Despite a massive housing backlog of more than two million units, municipalities are holding on to millions of hectares of prime commonage land — which is supposed to be used to assist local residents — or have already sold it to private developers despite a countrywide moratorium on such land sales, Housing Minister Lindiwe Sisulu has told Business Times in an exclusive interview.
Sisulu said that tens of thousands of hectares suitable for affordable housing may have been lost this way, a problem caused largely by a combination of soaring land values and dwindling council revenues.
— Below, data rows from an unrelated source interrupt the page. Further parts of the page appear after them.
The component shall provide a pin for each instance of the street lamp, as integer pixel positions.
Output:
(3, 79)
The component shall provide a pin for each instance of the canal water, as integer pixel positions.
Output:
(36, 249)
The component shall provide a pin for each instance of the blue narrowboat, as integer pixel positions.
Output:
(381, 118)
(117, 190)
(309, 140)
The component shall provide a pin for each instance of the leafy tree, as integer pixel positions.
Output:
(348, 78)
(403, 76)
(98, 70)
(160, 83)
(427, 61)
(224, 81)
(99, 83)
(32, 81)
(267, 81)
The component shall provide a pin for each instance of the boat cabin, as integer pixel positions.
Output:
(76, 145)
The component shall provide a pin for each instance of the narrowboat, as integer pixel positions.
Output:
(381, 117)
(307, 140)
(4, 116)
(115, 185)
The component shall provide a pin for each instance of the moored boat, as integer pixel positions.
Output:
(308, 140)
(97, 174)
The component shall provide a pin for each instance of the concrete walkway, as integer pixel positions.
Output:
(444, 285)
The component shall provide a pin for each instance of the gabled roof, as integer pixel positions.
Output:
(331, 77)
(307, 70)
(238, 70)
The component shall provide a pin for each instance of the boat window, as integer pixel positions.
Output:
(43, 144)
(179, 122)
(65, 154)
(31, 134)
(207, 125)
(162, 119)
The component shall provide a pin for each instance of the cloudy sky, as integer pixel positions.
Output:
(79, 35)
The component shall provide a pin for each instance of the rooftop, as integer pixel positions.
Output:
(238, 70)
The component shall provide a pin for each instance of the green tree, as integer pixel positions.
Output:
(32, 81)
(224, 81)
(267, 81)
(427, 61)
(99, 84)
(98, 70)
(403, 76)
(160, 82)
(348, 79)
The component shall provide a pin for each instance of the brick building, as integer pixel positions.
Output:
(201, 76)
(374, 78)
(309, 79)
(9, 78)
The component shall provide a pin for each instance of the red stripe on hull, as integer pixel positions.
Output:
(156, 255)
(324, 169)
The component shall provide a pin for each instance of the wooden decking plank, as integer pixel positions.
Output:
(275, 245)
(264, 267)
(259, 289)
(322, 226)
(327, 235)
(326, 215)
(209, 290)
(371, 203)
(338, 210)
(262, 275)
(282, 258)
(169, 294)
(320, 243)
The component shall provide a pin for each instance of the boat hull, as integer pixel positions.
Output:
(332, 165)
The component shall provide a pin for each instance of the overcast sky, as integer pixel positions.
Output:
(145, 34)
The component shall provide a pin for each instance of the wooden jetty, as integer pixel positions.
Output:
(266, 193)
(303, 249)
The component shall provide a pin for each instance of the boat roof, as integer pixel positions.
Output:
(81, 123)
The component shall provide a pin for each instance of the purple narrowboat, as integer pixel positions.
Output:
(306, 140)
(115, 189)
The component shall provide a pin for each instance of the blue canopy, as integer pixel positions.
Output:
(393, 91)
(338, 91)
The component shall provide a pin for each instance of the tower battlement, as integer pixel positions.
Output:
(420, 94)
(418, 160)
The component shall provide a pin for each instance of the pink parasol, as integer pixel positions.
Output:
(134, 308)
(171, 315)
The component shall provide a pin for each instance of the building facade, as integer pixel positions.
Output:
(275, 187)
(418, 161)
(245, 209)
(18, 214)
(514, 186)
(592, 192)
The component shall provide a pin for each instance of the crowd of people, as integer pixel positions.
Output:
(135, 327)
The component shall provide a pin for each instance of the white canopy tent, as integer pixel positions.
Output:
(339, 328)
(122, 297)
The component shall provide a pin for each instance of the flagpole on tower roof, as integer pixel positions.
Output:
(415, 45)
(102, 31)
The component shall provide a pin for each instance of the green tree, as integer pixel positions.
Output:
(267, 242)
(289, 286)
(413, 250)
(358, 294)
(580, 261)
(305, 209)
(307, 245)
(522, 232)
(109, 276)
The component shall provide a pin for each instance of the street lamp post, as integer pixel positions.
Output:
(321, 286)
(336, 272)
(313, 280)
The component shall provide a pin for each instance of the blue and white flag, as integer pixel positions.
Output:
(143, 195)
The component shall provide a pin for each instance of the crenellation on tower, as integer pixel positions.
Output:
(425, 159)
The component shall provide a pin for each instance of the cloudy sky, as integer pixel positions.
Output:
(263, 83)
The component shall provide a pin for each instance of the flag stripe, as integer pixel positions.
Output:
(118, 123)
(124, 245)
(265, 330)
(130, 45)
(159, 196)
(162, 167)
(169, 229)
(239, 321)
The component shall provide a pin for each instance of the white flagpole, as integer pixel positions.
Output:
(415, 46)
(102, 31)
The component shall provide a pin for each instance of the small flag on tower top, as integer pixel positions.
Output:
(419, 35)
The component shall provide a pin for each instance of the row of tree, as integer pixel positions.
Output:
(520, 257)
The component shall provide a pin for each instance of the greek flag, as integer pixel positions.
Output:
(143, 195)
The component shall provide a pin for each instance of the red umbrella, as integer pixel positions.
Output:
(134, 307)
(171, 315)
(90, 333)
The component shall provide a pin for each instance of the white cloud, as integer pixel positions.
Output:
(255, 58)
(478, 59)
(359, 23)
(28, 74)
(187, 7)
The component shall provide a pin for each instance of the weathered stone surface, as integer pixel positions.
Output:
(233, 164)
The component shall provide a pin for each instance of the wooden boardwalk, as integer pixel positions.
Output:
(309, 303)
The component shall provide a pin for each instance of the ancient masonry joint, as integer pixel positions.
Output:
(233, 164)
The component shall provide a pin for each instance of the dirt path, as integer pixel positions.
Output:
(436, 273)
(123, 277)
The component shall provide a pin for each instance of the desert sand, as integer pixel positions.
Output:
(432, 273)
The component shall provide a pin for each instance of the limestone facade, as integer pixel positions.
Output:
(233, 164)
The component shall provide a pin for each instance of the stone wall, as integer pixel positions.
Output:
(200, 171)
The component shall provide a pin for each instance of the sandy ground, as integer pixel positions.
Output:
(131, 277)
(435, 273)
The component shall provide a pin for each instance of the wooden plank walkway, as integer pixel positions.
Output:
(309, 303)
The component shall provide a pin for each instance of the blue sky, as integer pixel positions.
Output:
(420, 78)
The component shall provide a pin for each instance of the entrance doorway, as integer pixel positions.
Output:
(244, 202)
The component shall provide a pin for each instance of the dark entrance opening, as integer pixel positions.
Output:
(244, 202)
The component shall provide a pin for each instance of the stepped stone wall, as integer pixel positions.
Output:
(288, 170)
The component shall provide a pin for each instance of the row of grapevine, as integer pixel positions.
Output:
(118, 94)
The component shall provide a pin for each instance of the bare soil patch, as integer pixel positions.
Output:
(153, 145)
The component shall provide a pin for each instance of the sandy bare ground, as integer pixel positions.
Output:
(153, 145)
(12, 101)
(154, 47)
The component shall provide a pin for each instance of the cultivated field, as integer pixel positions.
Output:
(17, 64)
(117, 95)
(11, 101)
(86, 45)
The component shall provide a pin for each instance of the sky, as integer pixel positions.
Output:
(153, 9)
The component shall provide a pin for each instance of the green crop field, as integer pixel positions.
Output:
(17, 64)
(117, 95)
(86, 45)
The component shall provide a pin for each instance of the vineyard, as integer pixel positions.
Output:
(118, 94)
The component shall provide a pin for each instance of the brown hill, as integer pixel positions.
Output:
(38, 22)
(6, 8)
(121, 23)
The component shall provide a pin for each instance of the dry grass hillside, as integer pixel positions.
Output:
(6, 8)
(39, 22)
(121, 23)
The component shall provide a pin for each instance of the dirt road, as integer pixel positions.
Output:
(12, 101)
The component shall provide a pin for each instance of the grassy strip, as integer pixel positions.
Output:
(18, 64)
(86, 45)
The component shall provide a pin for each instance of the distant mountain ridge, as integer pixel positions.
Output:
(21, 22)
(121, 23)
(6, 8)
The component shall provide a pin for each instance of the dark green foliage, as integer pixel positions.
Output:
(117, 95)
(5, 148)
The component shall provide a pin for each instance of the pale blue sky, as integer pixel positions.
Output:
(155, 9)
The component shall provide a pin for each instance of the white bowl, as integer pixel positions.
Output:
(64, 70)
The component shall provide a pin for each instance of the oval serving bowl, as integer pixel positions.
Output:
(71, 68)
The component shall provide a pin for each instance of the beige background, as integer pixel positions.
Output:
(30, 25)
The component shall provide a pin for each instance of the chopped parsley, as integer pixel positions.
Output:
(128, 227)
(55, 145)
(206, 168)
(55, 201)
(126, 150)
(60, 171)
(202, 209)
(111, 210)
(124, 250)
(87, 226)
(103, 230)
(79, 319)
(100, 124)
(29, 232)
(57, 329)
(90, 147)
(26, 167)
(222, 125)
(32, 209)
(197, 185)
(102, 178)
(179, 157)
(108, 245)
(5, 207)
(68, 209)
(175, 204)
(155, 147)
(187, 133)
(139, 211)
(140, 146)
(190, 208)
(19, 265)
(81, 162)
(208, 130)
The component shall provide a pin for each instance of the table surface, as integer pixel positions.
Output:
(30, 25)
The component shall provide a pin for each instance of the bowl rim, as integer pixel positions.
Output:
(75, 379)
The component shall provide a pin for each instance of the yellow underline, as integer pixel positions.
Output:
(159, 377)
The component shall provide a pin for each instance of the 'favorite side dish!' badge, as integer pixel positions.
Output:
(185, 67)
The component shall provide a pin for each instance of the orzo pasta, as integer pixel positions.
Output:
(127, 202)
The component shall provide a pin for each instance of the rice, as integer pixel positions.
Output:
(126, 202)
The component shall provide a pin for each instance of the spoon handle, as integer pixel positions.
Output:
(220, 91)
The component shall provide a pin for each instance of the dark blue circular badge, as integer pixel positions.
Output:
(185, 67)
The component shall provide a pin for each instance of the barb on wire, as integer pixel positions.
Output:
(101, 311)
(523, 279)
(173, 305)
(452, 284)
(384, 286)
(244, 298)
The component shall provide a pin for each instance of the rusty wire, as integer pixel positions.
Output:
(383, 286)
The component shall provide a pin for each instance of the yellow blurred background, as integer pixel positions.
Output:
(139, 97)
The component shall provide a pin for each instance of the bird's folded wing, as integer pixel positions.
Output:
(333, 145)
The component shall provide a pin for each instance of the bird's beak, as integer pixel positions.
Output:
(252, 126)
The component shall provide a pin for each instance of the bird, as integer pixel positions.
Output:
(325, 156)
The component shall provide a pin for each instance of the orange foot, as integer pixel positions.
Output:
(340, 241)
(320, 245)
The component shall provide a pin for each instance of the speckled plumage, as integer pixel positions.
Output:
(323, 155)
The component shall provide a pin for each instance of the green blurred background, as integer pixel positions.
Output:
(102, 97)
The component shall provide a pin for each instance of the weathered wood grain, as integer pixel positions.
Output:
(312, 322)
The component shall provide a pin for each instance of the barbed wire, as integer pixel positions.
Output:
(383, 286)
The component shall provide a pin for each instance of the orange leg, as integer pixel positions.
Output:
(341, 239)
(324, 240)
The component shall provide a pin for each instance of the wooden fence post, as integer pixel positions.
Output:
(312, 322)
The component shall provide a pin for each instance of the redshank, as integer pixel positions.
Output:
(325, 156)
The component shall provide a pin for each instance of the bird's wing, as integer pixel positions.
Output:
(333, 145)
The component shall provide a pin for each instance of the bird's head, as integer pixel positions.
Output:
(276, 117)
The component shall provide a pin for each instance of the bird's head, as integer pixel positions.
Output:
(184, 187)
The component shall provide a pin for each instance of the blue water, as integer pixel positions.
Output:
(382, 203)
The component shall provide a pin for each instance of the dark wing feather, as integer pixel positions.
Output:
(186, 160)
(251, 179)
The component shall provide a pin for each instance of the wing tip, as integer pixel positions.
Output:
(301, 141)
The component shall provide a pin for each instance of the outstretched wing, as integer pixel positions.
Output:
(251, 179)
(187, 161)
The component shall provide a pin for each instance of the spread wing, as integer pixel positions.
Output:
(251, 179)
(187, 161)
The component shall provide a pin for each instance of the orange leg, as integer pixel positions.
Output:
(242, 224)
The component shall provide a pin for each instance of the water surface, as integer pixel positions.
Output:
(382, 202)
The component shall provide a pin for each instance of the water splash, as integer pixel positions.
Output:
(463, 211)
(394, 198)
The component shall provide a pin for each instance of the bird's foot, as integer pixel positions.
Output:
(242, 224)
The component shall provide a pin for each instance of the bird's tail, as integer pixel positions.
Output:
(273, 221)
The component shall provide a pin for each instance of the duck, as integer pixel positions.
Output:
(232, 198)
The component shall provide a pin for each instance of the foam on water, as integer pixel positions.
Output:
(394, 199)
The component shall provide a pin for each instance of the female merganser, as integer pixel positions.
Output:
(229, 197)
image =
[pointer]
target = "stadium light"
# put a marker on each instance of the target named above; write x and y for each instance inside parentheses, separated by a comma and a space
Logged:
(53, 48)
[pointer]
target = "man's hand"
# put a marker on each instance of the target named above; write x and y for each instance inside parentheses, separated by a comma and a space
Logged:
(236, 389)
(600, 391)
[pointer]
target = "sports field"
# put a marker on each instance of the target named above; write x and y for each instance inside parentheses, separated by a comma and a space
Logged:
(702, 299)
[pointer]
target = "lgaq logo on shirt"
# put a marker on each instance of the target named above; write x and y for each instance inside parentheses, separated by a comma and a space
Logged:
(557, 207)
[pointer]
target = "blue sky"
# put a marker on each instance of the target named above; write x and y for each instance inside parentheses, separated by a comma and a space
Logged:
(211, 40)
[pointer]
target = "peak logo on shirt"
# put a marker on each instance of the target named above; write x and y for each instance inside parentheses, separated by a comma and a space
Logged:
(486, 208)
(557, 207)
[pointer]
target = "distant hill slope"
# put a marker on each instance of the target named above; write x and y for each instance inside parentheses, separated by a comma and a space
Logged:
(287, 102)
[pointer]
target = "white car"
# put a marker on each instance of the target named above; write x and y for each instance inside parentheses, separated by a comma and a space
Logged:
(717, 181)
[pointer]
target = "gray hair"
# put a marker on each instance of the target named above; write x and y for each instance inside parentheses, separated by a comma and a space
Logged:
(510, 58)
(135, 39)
And in many cases the municipalities are selling the land under dubious circumstances.
Huge tracts of land in rural municipalities are also lying idle due to unresolved land claims, she said.
The situation has prompted urgent talks between the departments of housing, land affairs, public works and the Treasury, with several key legislative changes in the pipeline to stop the municipal land grab — and to bring maverick officials into line. “Somehow the state has tied itself up into so many binds that it is unable to move with the speed with which it should move,” Sisulu said.
Commonage land was granted to municipalities decades ago free of charge subject to stringent title-deed conditions for use for local residents.
In a frank appraisal of national housing delivery, Sisulu listed several other major obstacles which include:
# There is still no complete public land asset register, which means the three spheres of government do not know how much land they have and may be available for housing or land reform;
# Housing costs have rocketed due to the high price of cement and steel caused by the ongoing construction of the country’s 2010 World Cup soccer stadiums;
# Massive areas of municipal commonage in Limpopo are tied up in land claims now before the Land Claims Commission; and
# Parastatals such as Transnet are sitting on vast tracts of land that cannot be transferred to the housing department because of legal complications.